Morocco could take a huge step ahead of its opponents in the diplomatic battle over its territorial integrity that the Algerian neighbor has been waging against it for 40 years.
The draft resolution on Western Sahara that the UN Security Council (SC) is to adopt on Tuesday, April 30, is clearly in favor of Morocco, according to available information.
The draft text incorporates the broad lines of the annual report of the UN Secretary General, Ban Ki-Moon, and was drafted by the United States representation to the UN. The text does not mention, as wished by Morocco, any expansion of the MINURSO mandate to human rights monitoring.
However, the Council will extend through April 2016, the peacekeeping mission in Western Sahara, as it will for the first time, call for the organization of a census of the Tindouf camps refugees, an operation that requires prior approval of the host country, Algeria.
At the humanitarian level, the Council insists in its resolution on “the importance of improving the situation of human rights in Western Sahara and in the Tindouf camps” and “encourages the parties to cooperate with the international community to develop and implement independent and credible measures” in this context.
The resolution also recommends that the parties to the conflict engage in more intensive and substantial negotiations, under the auspices of the UN Secretary General’s Personal Envoy Christopher Ross.
The Personal Envoy undertook a tour in the region last February.
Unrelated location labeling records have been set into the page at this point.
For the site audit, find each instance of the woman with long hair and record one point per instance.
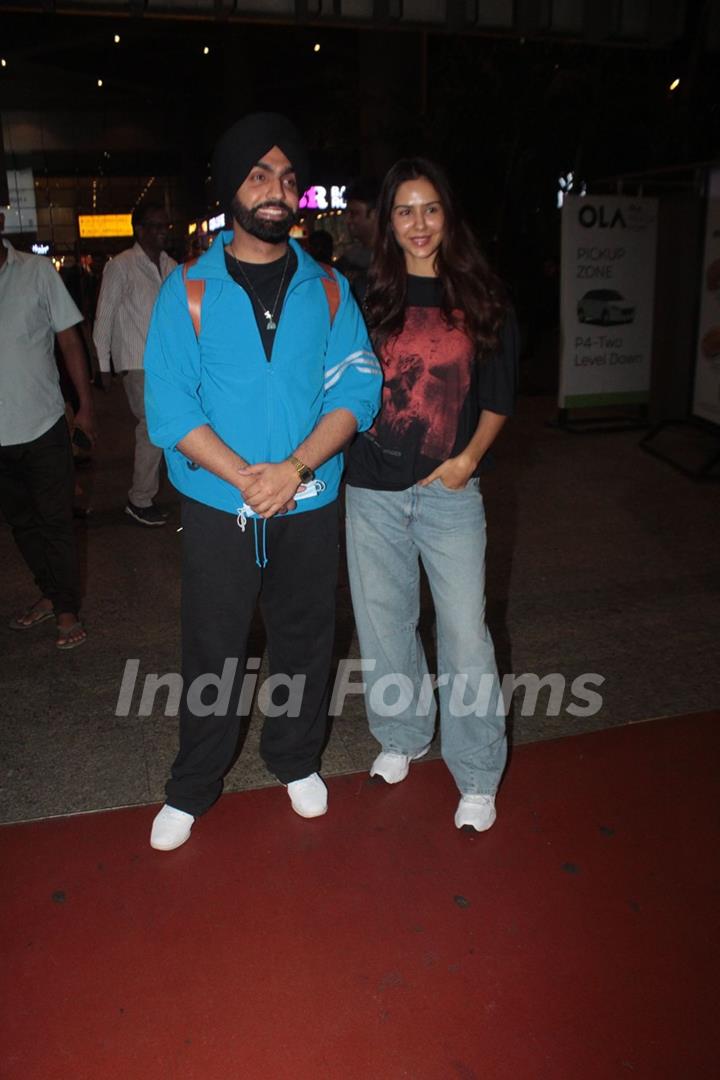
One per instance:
(442, 326)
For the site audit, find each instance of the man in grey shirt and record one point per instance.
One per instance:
(131, 283)
(37, 475)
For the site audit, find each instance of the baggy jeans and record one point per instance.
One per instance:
(389, 532)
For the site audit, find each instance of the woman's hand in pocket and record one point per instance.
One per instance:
(452, 473)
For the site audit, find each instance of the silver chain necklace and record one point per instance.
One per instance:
(268, 312)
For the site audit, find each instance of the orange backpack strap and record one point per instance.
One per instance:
(195, 291)
(331, 291)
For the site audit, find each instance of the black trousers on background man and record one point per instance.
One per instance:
(37, 485)
(221, 586)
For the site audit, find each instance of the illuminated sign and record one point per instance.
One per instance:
(316, 198)
(104, 225)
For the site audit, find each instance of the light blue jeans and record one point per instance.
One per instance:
(388, 535)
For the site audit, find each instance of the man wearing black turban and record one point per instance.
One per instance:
(253, 407)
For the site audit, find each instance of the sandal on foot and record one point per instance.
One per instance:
(21, 621)
(65, 633)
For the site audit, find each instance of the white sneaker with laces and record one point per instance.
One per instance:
(309, 796)
(171, 828)
(476, 811)
(394, 767)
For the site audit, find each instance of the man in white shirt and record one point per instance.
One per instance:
(131, 283)
(37, 475)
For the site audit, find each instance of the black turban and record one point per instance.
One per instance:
(243, 145)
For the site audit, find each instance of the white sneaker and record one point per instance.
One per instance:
(309, 796)
(171, 828)
(394, 767)
(476, 811)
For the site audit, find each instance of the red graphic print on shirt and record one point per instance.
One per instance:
(428, 373)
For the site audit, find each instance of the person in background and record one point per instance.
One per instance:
(37, 475)
(320, 245)
(440, 324)
(130, 287)
(361, 216)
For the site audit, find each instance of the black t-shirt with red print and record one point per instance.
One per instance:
(433, 394)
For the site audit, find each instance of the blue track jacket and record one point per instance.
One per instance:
(262, 409)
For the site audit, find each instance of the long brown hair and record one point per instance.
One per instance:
(469, 286)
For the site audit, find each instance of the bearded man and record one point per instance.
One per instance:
(253, 388)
A month later, he visited the Tindouf camps and Algiers without passing through Rabat and Nouakchott.
Ross went back to Tindouf and Algiers in March to take the pulse of Algerian and Polisario leaders about the Moroccan autonomy proposal as a basis for negotiating a final settlement of the Western Sahara conflict. Obviously, although a number of heads of Sahrawi tribes in Tindouf adhered to the Moroccan proposal, Algeria and the Polisario have once again rejected the option.